To visually demonstrate the segmentation results of each model on actual images, images randomly selected from the test set were used to test the models, the results of which are shown in Figure 11. It can be observed that the Mask-RCNN model performed poorly in this task, showing frequent missed and false detections. In contrast, the YOLO series achieved a higher segmentation accuracy and stability. YOLOv7 and YOLOv8 produced clearer eye-socket boundaries, whereas the proposed OH-YOLO maintained a comparable accuracy with improved robustness under minor head movements and lighting variations. As supported by Table 2, the lightweight OH-YOLO architecture sustains high-quality segmentation while offering faster inference and greater suitability for edge deployment.

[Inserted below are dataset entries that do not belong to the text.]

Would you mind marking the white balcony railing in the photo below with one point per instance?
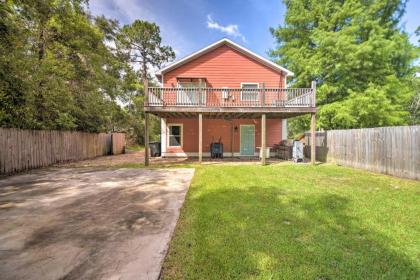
(231, 97)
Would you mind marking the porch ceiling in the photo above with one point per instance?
(229, 113)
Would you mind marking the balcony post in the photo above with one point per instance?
(146, 123)
(200, 137)
(263, 139)
(313, 86)
(313, 138)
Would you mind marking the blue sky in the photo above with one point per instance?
(188, 25)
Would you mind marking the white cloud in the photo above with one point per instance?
(231, 29)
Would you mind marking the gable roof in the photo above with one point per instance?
(231, 44)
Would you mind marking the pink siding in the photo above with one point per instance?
(225, 67)
(216, 128)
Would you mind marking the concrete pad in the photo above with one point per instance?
(86, 223)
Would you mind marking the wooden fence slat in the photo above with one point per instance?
(389, 150)
(26, 149)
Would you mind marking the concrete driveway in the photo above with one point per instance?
(87, 223)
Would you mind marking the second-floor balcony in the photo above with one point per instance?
(231, 97)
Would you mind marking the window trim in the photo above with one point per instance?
(249, 83)
(181, 134)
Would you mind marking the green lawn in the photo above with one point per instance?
(296, 222)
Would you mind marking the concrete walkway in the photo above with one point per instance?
(89, 223)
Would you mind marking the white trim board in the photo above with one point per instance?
(233, 45)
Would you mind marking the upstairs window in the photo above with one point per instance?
(175, 135)
(249, 91)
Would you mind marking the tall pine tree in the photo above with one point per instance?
(359, 56)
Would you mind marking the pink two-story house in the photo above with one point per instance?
(225, 93)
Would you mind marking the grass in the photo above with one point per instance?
(296, 222)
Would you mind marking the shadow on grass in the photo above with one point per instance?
(274, 233)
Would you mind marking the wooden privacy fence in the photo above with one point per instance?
(26, 149)
(389, 150)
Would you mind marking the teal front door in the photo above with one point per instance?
(247, 140)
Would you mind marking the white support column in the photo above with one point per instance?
(313, 137)
(200, 137)
(163, 136)
(146, 124)
(263, 139)
(284, 129)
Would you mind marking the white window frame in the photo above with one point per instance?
(249, 83)
(168, 138)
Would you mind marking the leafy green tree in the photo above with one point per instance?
(141, 44)
(358, 55)
(56, 71)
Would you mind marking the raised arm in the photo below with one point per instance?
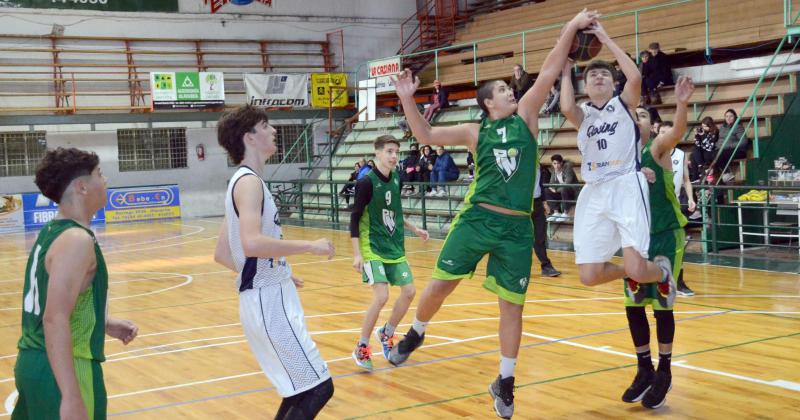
(532, 101)
(569, 108)
(249, 198)
(68, 262)
(458, 135)
(631, 94)
(664, 143)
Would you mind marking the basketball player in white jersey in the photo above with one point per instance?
(613, 208)
(680, 178)
(250, 243)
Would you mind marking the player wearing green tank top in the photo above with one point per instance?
(495, 218)
(667, 238)
(379, 254)
(64, 322)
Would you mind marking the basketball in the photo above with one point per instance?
(585, 46)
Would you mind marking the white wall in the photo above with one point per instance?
(202, 183)
(371, 27)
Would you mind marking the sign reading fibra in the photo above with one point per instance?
(38, 210)
(195, 90)
(143, 203)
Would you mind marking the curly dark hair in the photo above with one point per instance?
(59, 167)
(233, 126)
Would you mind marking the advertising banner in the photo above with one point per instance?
(195, 90)
(277, 90)
(325, 86)
(11, 218)
(103, 5)
(143, 203)
(38, 210)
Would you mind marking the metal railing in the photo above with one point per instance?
(635, 13)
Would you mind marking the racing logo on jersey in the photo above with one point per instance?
(507, 161)
(388, 221)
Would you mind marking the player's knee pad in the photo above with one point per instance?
(665, 326)
(637, 322)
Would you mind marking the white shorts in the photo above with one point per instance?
(273, 322)
(612, 215)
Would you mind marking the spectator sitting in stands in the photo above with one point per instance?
(440, 101)
(365, 169)
(349, 189)
(705, 146)
(425, 166)
(444, 170)
(520, 82)
(409, 168)
(470, 166)
(561, 198)
(736, 147)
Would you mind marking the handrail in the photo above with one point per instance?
(752, 101)
(474, 44)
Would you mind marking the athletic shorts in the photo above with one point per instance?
(612, 215)
(477, 231)
(396, 274)
(274, 324)
(39, 396)
(671, 245)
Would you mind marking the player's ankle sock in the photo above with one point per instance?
(645, 363)
(664, 360)
(419, 326)
(507, 365)
(664, 275)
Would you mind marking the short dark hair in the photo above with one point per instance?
(486, 91)
(59, 167)
(232, 127)
(385, 139)
(600, 64)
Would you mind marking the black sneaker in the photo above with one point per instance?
(641, 384)
(502, 392)
(656, 396)
(684, 290)
(402, 350)
(550, 271)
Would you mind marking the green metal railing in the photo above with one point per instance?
(635, 13)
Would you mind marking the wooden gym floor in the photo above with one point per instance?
(736, 355)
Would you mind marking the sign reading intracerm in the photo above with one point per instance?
(102, 5)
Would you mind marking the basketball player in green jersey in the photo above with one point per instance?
(379, 252)
(495, 219)
(64, 306)
(667, 238)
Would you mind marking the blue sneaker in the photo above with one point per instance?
(386, 342)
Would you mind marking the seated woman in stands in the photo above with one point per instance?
(705, 148)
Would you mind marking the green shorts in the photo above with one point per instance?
(396, 274)
(507, 239)
(669, 244)
(39, 396)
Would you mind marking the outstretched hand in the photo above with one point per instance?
(405, 84)
(597, 30)
(684, 89)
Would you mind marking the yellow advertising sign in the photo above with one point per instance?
(327, 86)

4.2.2. Eye Socket Model Ablation Test

Ablation studies were conducted to investigate the impact of innovative modules on the performance of eye region segmentation. To validate the effectiveness of improvements in individual modules, a series of ablation tests were conducted on the dataset. This study extends the YOLOv8 architecture by integrating the OREPA module and the HS-FPN module, thereby implementing a series of targeted enhancements designed to improve the accuracy and robustness of eye socket segmentation. The performance comparison results between the new model and the original model are shown in Table 3.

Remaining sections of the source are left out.